The rates derived from the ECB base rate that EU courts commonly use are at least above the one-year rolling average of inflation in the EURO area at all times, except for the “+2 percentage point” variant concerning the most recent period. National interest regimes that over longer periods do not respect that inflation compensation floor cannot be squared with the effet utile principle.
From this consideration, one may draw another conclusion, concerning compound interest: While EU law does not require compound interest per se, a statutory regime with rates that are just barely higher or equal to the inflation rates will have to at least grant compound interest. Otherwise, the regime would again fail to even counter inflation.
b) Individualised rates
To truly create the financial situation that would result but-for the infringement, one needs to use compound interest with individualised rates.15EUI interest report PT. 48 (Miguel Sousa Ferro). For each damage amount, one would seek to answer the question: what were the consequences for this victim of not having the amount over a given period? On average, such rates are higher than the statutory rates in the various Member States, and naturally, they show a very high degree of variation over time and across companies. The chart below shows the yearly averages of return on equity (ROE) by country, as reported in the BACH database16BACH : Bank for the Accounts of Companies Harmonized., for five EURO area countries. The average ROE over these five countries over the entire time is 8.5%.
However, to rely on such rates, the claimant needs to prove them, and, depending on which metric is used, questions of remoteness and certainty might come into play. Various metrics could be considered (ROI, ROE, ROCE, RONA, ROIC, WACC …). This post cannot discuss their relative merit. On a higher level of abstraction, one may ask: What is the more pertinent perspective?
a) using the rates of return the claimant earned, thus implicitly assuming that the claimant would have earned the same rate of return on the disbursed overcharge (~ “lucrum cessans perspective”),
b) the rates at which the claimant had to finance itself (~ “damnum emergens perspective”)?

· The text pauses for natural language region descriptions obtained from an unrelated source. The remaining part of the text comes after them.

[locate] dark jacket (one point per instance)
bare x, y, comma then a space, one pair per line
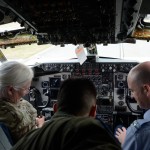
138, 134
66, 132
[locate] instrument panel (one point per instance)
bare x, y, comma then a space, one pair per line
110, 79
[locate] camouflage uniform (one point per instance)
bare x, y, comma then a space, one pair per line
19, 118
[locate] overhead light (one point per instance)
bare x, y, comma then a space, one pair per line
147, 18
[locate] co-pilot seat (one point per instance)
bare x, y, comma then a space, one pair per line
5, 138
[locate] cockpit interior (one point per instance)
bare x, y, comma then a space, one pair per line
86, 25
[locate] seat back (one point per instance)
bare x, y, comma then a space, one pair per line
5, 138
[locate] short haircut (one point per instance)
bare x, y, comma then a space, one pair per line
141, 73
76, 96
13, 73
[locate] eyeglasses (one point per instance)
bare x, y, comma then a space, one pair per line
24, 89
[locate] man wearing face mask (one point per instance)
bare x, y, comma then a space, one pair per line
16, 113
137, 135
73, 125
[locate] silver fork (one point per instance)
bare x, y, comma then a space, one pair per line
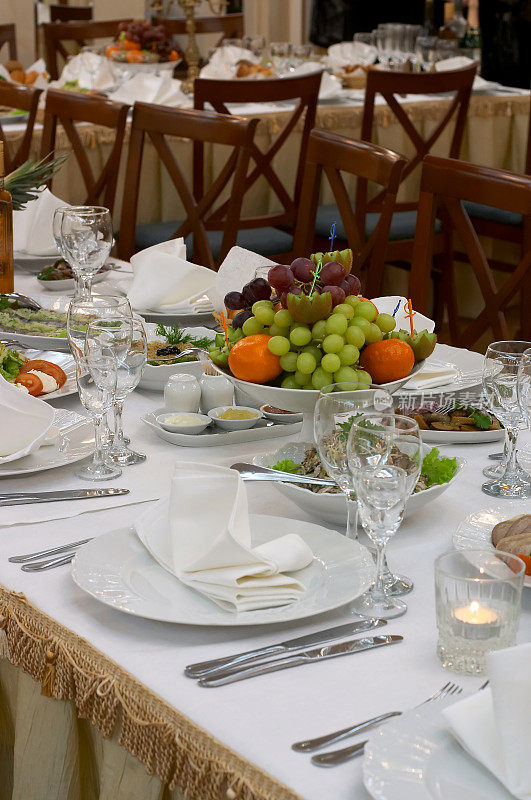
334, 757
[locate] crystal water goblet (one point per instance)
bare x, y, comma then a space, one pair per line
86, 234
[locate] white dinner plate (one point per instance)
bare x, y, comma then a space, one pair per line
474, 531
116, 569
75, 441
415, 757
333, 507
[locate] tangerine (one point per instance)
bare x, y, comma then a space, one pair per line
251, 360
388, 360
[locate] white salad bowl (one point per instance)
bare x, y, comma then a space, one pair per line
332, 507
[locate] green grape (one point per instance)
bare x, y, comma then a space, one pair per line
315, 351
251, 327
321, 378
331, 362
349, 355
345, 374
300, 336
276, 330
367, 310
289, 383
385, 322
261, 304
278, 345
301, 378
355, 336
306, 363
319, 330
361, 323
283, 318
336, 323
333, 343
289, 362
353, 301
264, 314
345, 309
374, 334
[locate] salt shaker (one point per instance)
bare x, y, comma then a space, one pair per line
216, 390
182, 393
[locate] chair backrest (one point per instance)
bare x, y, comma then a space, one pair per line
8, 36
62, 13
445, 184
330, 155
304, 89
157, 122
25, 98
56, 33
69, 108
392, 84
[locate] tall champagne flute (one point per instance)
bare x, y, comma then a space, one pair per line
96, 383
500, 388
86, 236
338, 405
383, 438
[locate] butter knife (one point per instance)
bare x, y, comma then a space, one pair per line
203, 668
20, 498
306, 657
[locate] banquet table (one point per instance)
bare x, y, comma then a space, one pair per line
94, 703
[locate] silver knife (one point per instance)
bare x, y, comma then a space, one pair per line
306, 657
202, 668
20, 498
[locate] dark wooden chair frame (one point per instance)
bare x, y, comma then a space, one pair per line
445, 184
329, 155
219, 93
157, 122
25, 98
69, 108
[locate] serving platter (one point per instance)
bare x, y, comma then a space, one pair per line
117, 570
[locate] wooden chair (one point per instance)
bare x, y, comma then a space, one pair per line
446, 185
265, 233
157, 122
69, 108
25, 98
56, 33
330, 155
390, 85
62, 13
8, 36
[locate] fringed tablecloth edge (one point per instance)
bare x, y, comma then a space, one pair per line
170, 745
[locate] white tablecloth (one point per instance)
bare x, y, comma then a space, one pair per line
260, 718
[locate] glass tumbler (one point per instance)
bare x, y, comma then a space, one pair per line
477, 598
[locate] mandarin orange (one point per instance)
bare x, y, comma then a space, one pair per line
388, 360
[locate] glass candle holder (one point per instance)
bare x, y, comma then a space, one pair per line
478, 599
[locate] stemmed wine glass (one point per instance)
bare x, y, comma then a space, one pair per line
392, 439
382, 494
337, 407
130, 350
96, 382
500, 388
86, 241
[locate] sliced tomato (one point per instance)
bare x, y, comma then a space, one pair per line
45, 366
32, 382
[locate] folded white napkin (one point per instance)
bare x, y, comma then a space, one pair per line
494, 725
344, 54
90, 70
163, 280
223, 62
24, 422
32, 226
202, 534
151, 88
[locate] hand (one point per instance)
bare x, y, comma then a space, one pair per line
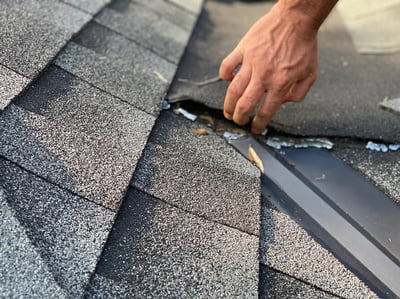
278, 63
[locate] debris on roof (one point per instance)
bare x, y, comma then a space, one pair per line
380, 147
279, 142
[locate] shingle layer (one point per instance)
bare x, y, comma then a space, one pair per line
66, 231
99, 138
156, 250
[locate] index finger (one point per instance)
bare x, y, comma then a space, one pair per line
229, 64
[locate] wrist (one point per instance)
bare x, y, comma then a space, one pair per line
306, 15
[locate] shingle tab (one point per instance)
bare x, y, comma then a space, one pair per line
159, 251
193, 6
147, 28
119, 66
32, 32
90, 6
170, 12
288, 248
23, 272
201, 174
67, 231
383, 169
11, 84
75, 136
274, 284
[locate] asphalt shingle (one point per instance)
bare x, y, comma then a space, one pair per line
90, 6
201, 174
274, 284
171, 13
75, 136
67, 231
144, 26
382, 169
23, 273
118, 66
32, 37
11, 84
156, 250
193, 6
347, 93
288, 248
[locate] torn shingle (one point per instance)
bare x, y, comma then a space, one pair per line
11, 84
90, 6
119, 66
67, 231
75, 136
142, 25
156, 250
194, 6
288, 248
23, 272
275, 285
201, 174
33, 32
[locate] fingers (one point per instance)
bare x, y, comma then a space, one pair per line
266, 111
247, 102
235, 91
300, 89
229, 64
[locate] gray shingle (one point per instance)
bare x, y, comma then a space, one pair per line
23, 272
67, 231
274, 284
170, 12
33, 32
90, 6
193, 6
159, 251
288, 248
11, 84
119, 66
76, 136
201, 174
147, 28
382, 169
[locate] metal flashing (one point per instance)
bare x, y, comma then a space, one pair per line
338, 207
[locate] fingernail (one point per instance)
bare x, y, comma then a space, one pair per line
228, 115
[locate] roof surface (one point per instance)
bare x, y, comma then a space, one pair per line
104, 195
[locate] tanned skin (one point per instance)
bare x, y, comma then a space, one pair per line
278, 61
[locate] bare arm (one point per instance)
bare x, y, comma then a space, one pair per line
278, 59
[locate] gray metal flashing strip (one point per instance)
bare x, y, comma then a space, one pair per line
330, 213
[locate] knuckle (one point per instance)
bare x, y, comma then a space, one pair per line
279, 83
234, 89
263, 114
243, 106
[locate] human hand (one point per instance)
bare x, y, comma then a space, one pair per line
278, 63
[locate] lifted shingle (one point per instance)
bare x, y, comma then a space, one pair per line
75, 136
90, 6
159, 251
23, 272
274, 284
201, 174
33, 32
119, 66
147, 28
11, 84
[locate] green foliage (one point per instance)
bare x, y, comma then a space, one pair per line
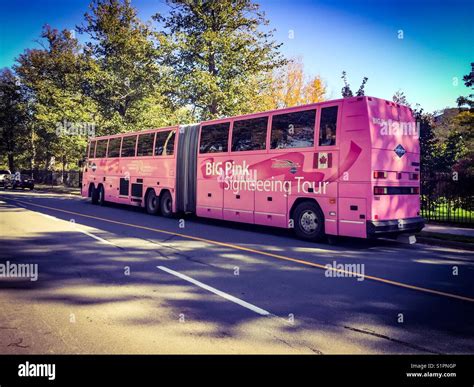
122, 73
469, 82
346, 91
400, 98
13, 118
52, 79
217, 51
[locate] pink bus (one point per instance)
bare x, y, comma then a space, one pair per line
348, 167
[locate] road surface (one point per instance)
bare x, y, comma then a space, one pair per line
114, 279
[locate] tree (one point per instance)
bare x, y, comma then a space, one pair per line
469, 82
219, 52
123, 75
346, 91
52, 80
400, 98
13, 118
289, 86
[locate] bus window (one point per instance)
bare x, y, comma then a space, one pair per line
114, 147
327, 126
101, 149
293, 130
145, 144
214, 138
91, 149
249, 134
128, 146
164, 143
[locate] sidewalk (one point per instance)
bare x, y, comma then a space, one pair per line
438, 228
438, 234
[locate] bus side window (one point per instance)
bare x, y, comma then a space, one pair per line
293, 130
214, 138
327, 126
114, 147
128, 146
101, 149
249, 134
164, 145
91, 149
145, 144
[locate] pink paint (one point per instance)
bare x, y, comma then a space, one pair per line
264, 186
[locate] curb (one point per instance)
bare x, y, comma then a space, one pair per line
444, 243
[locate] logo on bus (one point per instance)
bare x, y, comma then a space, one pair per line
277, 163
400, 150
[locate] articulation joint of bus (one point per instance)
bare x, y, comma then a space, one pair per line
347, 167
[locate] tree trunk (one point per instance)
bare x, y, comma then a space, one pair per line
11, 162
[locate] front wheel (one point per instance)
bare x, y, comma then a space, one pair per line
166, 205
309, 221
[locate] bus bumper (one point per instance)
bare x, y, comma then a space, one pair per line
397, 226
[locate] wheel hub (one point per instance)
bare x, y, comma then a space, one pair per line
309, 221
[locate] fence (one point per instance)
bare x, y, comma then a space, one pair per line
448, 198
56, 178
443, 198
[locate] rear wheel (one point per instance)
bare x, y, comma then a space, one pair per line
308, 221
101, 195
166, 204
152, 203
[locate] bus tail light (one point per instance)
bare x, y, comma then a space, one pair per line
380, 175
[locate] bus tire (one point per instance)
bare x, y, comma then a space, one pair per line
152, 202
94, 195
100, 195
166, 204
308, 221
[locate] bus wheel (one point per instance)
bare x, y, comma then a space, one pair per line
166, 205
94, 195
309, 221
152, 203
101, 195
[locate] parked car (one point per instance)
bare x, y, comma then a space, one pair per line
4, 177
18, 180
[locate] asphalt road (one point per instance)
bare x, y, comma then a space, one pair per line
113, 279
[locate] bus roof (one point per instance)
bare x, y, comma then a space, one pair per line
250, 115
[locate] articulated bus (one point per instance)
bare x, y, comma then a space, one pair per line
346, 167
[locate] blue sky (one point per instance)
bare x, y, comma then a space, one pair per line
361, 37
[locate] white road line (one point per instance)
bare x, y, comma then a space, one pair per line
228, 297
47, 216
95, 236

The Paris Commercial Court recently allowed the use of individualised rates by the claimant. Even so, while the claimant argued for using the (presumably higher) rates of return, the court ruled for using the cost of debt instead, which the claimants had argued for in the alternative.17SAS CORA, RG 20/04265 – N° Portalis 35L7-V-B7E-CBSQX (2021), https://groupes.renater.fr/sympa/d_read/creda-concurrence/CaP/5-4/24nov2021/follwonproduitslaitie.pdf.
If a cartelised product has been bought repeatedly over years, for example, every month, and/or payment was affected in instalments, the calculation of interest becomes burdensome. Applying the rate in force for the period for which it was in force, compound or simple, is a task best done by computers. At CDC, we use our interest module.
b) Ne ultra petita
In continental European jurisdictions the ne ultra petita principle seems to apply (nearly) universally.18See the EUI interest report, there specifically AU 6, 62, 66; BE 46; CS 76 ; DE 41; ES 46; FI 10, 25; FR 44; IT 32 (although arguably less strict than in other jurisdictions); NL 27; PT 59; SK 32. Because of the wide discretion UK judges enjoy, the principle does not apply in a similarly strict way there, see UK 30. The European Courts also apply it.19Printeos SA v. European Commission, ECLI:EU:T:2019:81, para. 74. If the claimant does not ask for interest in those jurisdictions, or could ask for interest with a higher rate but does not do so, the court will not award it. This could even apply to the kind of interest: If the national law might allow awarding compound interest, the claimant should request it.20ECLI:ES:JMV:2019:1265 (2019), para. 88, 89.